Monday, May 12, 2008

Why Trading In Your Gas Guzzler May Not Make Sense

By Chris Haak


Every time high gas prices are in the news, reporters inevitably find stories of people who are aghast at the prospect of paying $75 or $100+ to fill up the tank of their SUV or pickup every few days and want to trade their expensive, comfortable SUV in on a compact fuel miser that's half the size with double the fuel economy. My favorite, however, was the guy with the Dodge Ram SRT-10 (which has a 500-horsepower V10 right out of a Dodge Viper) complaining about fuel costs. While trading down to reduce fuel costs like this may make economic sense when you run the numbers in some situations, many of the anecdotes cited in the popular media are not financially prudent at all. My service to you is to point out one obvious truth: you can buy a heck of a lot of gas for $5,000, even at $4.00 per gallon.

Of course, high fuel prices pinch everyone, but folks who bought large, thirsty vehicles for image or convenience reasons rather than out of necessity for their family or business needs are mainly the ones who complain the loudest about how they want to trade in their Armada on something smaller. Of course, there is much more to the cost of owning and operating a vehicle than just fuel costs. Monthly payments, sales tax (in some states) maintenance, repairs, registration, and depreciation are other big-ticket items that car owners have to contend with. Paying attention to only fuel costs is doing yourself a disservice.

Let's take a few hypothetical examples of when it would and would not be cost-effective to trade down to a smaller vehicle.
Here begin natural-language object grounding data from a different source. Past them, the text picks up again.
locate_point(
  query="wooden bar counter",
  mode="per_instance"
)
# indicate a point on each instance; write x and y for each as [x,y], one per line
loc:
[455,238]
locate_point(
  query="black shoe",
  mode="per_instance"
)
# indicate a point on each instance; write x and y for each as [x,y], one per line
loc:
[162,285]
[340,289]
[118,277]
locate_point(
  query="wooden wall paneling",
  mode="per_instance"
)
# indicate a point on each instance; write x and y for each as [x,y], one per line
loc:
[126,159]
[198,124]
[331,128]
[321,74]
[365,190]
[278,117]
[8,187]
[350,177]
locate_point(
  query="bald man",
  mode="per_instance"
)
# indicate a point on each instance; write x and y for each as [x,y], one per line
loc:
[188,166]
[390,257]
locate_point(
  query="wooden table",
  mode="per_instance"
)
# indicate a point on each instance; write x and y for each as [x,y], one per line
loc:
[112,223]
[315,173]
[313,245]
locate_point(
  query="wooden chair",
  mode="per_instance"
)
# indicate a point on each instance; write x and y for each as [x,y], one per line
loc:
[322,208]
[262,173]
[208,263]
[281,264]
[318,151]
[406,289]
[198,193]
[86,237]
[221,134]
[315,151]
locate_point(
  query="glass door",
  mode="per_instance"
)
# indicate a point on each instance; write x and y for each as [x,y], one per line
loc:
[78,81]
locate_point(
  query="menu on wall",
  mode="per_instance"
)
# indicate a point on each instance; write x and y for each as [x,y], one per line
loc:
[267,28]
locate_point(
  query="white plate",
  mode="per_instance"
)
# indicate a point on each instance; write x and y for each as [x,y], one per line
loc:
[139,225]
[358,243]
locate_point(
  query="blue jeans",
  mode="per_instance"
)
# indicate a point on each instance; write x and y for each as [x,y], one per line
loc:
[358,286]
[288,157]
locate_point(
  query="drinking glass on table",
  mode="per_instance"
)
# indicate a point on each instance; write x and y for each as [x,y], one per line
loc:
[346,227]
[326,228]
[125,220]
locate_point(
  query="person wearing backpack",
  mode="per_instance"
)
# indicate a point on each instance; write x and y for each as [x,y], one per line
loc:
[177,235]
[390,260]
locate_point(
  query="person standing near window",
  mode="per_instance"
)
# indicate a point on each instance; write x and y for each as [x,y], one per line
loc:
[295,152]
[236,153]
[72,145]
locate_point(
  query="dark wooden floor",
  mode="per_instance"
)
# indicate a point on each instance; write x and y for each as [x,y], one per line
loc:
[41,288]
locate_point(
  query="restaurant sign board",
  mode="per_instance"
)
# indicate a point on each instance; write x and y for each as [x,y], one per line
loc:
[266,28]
For the sake of simplicity, I'll even ignore registration, sales tax, maintenance, and repairs and focus solely on the purchase price, depreciation, and fuel costs for 15,000 miles at $4.00 per gallon based on the EPA-estimated combined fuel economy using the downward-adjusted 2008-equivalent figures.
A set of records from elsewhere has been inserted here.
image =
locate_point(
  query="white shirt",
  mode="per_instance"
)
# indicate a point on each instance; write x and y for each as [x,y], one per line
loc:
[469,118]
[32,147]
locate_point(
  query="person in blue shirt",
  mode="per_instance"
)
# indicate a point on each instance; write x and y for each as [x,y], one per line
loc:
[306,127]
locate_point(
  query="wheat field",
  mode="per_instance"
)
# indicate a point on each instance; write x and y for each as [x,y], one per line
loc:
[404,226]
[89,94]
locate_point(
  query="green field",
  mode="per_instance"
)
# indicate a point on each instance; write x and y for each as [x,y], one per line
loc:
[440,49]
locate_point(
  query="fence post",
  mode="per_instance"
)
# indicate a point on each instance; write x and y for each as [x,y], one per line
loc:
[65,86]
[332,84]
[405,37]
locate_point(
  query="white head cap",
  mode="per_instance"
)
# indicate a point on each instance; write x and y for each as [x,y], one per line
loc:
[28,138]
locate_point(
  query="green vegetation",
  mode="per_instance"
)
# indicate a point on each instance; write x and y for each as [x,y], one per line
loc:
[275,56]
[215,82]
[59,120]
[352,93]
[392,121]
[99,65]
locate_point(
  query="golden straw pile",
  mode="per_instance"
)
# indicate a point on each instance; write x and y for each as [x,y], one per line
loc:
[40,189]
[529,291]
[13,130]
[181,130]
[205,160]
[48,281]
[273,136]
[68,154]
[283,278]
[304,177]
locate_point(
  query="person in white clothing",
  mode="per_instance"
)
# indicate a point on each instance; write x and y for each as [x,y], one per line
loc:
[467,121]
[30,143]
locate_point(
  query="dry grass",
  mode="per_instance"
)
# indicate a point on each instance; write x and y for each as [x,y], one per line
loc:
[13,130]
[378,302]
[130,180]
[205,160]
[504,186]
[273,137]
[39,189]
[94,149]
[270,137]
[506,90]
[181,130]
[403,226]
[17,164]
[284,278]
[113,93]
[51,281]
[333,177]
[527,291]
For example, let's assume that someone bought a 2007 Chevy Trailblazer LS 4x4 a year ago for $28,000. According to Edmunds, this truck is worth about $16,000 today, one year into a five year loan. Assuming that the buyer put 20% down ($5,600), the original loan balance was $22,400 and the current loan balance is $18,347 (assuming 60 months @ 4.9%). Assuming that the Trailblazer got the EPA-estimated combined mileage of 16 mpg, at $4.00 per gallon and 15,000 miles per year, the annual fuel cost would be $3,750. Over five years, fuel would cost $18,750.
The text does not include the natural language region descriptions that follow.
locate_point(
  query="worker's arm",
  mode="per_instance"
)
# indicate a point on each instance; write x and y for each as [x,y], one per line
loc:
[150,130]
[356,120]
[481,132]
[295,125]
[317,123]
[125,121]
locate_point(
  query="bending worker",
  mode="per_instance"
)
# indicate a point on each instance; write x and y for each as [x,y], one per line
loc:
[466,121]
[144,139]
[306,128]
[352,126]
Then let's say the person wants to buy a new Chevy Malibu LS four cylinder for $20,000 and puts 20% ($4,000) down and finance the $12,000 balance. With the same fuel price and miles-per-year assumptions, and at its EPA-estimated combined mileage of 25 mpg, the Malibu's annual fuel cost is $2,400. Over five years, fuel would cost $12,000.

So, forgetting the purchase prices for a moment, the fuel cost difference is $6,750 over five years and $1,350 annually. That is $112.50 per month.

Now, we can't forget that to make up for the Trailblazer's $2,400 in negative equity (trading in the Trailblazer just one year into a five year loan) plus the 20% ($4,000) down for the Malibu means that you'll be shelling out about $6,400 in cash to get out of the 2007 Trailblazer and into the 2008 Malibu, and that's assuming that you move into a lightly-optioned Malibu. If you want more comfort/luxury features, you'll have to step up to a Malibu LT, and that means more cash out. In fact, over five years, the cash difference is negligible. You're also sacrificing the additional space and power that the Trailblazer could provide over the Malibu, not to mention the Trailblazer's superior all-weather capabilities.

Of course, after the five years have passed, the more efficient Malibu will have broken even cost-wise, but until the five year point, the Trailblazer's additional gasoline expenditures would roughly equal the cost to purchase the new Malibu.

There are other caveats associated the above example. Buying a used 2007 Malibu to replace the 2007 Trailblazer instead of a new 2008 model would make the cash outflow to purchase the more efficient vehicle much less. Also, replacing a guzzler with a more efficient car later in the guzzler's loan (not after just one year) would eliminate the negative equity. Of course, if gas prices go beyond $4.00 per gallon, the more efficient vehicle gets more attractive financially. Lastly, replacing a paid-off inefficient vehicle that was about to be replaced anyway with a more efficient one is a prudent financial choice, as well as a more earth- and resource-friendly one.

The bottom line is that buyers are doing themselves a disservice if they do not do some simple arithmetic before spending thousands of dollars to "save" money that may - or may not - actually result in money savings. Even if buyers do the economic analysis, there will still probably be many folks who decide that gas prices are going nowhere but up, and who are tired of the steady drip-drip of money for fuel coming from their wallets, so they take a financial hit to get out of the guzzler and into something more "politically correct."